The answer, it would appear, is that it does, but the foundations for such a theology of difference would have to be drawn not so much from conventional classical sources as from the meditations of those philosophers and mystics, ranging from Ibn al-¢Arabī to Mullā Śadrā, who explored in great detail the nature of symbolism, imagination, and most importantly the mundus imaginalis or imaginal world (¢ālam al-khayāl) alluded to in the introduction.32 This was a world that for them stood as an intermediary or in-between zone (the barzakh), between the ineffable divine essence and our own world of senses. It was a world we would enter into after death. It was a world that some encountered while alive through mystical experience or the veridical dream. And it was a world where truth assumed a variety of forms, in keeping with the receptivity of the soul. The precise formulation of such an Islamic theology of the NDE, at the center of which would have to lie a refined understanding of imagination (khayāl), would have to be articulated in light of a more thorough analysis of current NDE research, as well as the trajectory it takes in the years to come, not to mention a creative reflection over the full range of possibilities offered to us by the primary and secondary sources of the Islamic tradition itself. In fact, such a theology would even hold the promise of being more comprehensive than the relatively unidimensional ones produced by at least some of those working in the field of near death studies, who have no background in the rich history of religion and mysticism, who rely largely on accounts of only the first stages of entry into the afterlife by modern Western near-death experiencers, and who occasionally speak of reality in the same absolutist and dogmatic terms that they criticize religious exclusivists for using.

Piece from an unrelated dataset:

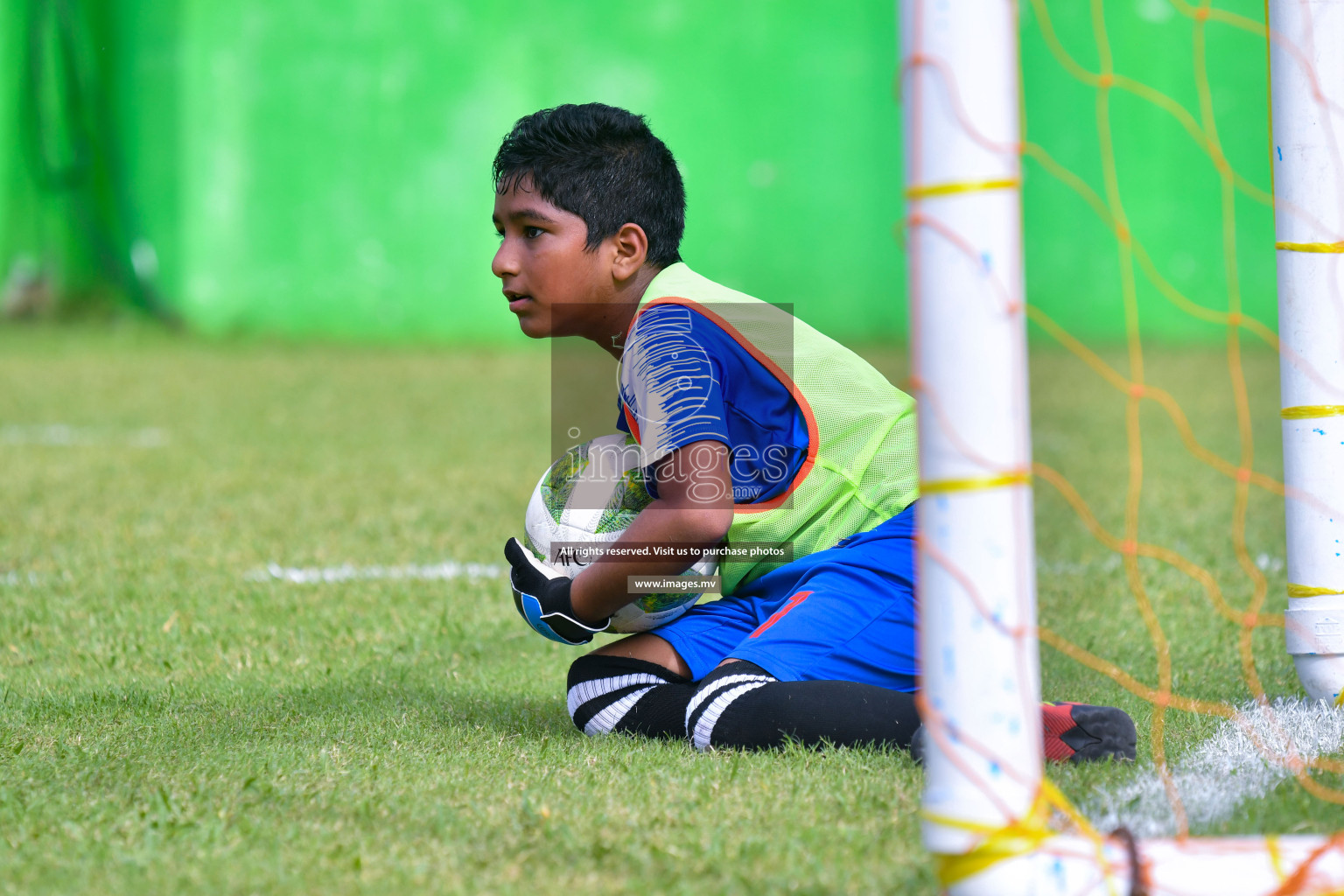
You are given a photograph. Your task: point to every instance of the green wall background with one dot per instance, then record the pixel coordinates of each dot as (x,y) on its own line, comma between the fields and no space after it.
(323,168)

Despite the relative comprehensiveness with which Ibrahim Kreps dealt with the subject of Muslim NDEs in his own learned essay, he glossed over the deeper religious questions raised by the phenomenon. In some respects, this is not surprising, as there do not seem to be, to date, any serious engagements from within the faith communities of the doctrinal ramifications of NDEs, especially with respect to eschatology. Carol Zaleski wrote more than thirty years ago that “academic circles have not seen much theological debate over the implications of near-death research.”33 While her observations seem just as relevant today as when she first made them, this state of affairs cannot last long, in light of the growing global popularity of NDE testimonials, as well as the promises and challenges they present to the world’s religions.